In the past, the foreword to each new issue of aspeers has often served to explain the journal’s purpose, scope, and scale. After fifteen years, this seems almost superfluous. Yet even in its sixteenth iteration, aspeers remains unique in its project of giving a platform to MA students of American studies in Europe to present their research, ideas, and perspectives on the culture, literature, history, and society of the United States in its transatlantic, transpacific, and hemispheric entanglements. The same holds true for aspeers’ second purpose as a learning tool in American Studies Leipzig’s MA program. In the winter term 2022/23, a new group of editors has again spent week after week, month after month, in creating a journal issue from scratch. This meant learning the ins and outs of peer review from evaluating scholarly work to providing constructive feedback, editing articles, penning what is often their first own publication in the form of an introduction, and developing the crucial skills of self- and time management as well as working in teams. Sufficient to say that this year’s team of editors excelled in all of these areas.
Although the newest issue is therefore also the product of, by now, over fifteen years of combined experience in supporting MA-level scholarship in American studies, aspeers’ continues to hold on to its mission of continuity and change by allowing each cohort to make the journal their own. Often hailed as a “laboratory” (Koenen and Herrmann iv), the project does not just enable its student editors to experiment and try out many things related to academic publishing. It also serves as the scaffolding for the editors to build their own house, furnished with their handpicked articles, and decorated with additional ideas in the form of a ‘professorial voice’ and art. This also facilitates valuable learning experiences for the instructors having to take the backseat, only providing guidance and some nudges—and allowing the project to unfold on its own terms. For those of us used to meticulously prepare their teaching, coming up with learning objectives, course plans, and finally evaluating students, the freedom aspeers provides students to grow into independent scholars with their own ideas and priorities is both humbling and exciting, privileging us to see a cohort grow from students to future scholars.
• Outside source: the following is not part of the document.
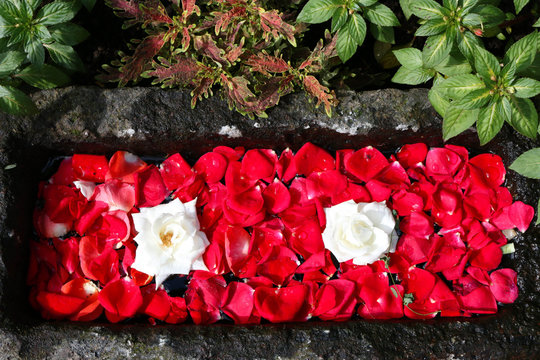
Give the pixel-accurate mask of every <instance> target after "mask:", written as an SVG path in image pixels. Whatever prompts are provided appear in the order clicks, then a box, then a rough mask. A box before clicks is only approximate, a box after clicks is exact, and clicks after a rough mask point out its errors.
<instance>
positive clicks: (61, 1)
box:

The efforts of this year’s team of editors have resulted in an issue focusing on the timely topic of ‘American Apocalypses.’ As such, this issue contains a collection of articles that not only reflect the complexity and popularity of American studies but also highlight the breadth and depth of a field that continually reinvents itself by adding new ideas and perspectives and reconsidering received approaches. Examining what an American apocalypse may mean but also adding additional concerns pertinent to the contemporary field, the issue’s articles explore the representation and negotiation of ecological crises, slavery, and cults in film and literature from a wide array of angles. As such, this thought-provoking issue speaks both to the hard work of one particular group of MA students and to the ongoing importance of a venue for European American Studies students to stake their claim to participate in larger scholarly conversations and make their voices heard.
We are thus excited to present a new and diverse collection of articles that address the interdisciplinary nature of American studies and provide a unique perspective on US-American culture and history. As you read through the pages, we encourage you to consider not only the specific arguments and findings presented but also the larger questions and contexts that these pieces address. Drawing on the fields of cultural and literary studies, historical analysis, film studies, affect studies, and ecocriticism—to name but a few—the articles in this issue explore the ways in which American apocalypses have been reflected and represented in literature, film, and popular culture. And precisely because of the complexity of the differing, often contradicting viewpoints and interpretations, fostering the ongoing debate that is American studies, we greatly admire the courage it takes for young scholars to suggest new directions for future research and scholarship in the field. We are confident that this issue of aspeers will prove to be a valuable resource for anyone interested in engaging with American studies, and we hope you find the articles within it as thought-provoking and enlightening as we do.
Koenen, Anne, and Sebastian M. Herrmann. Foreword. aspeers: emerging voices in american studies, vol. 4, 2011, p. iv. www.aspeers.com/2011/foreword.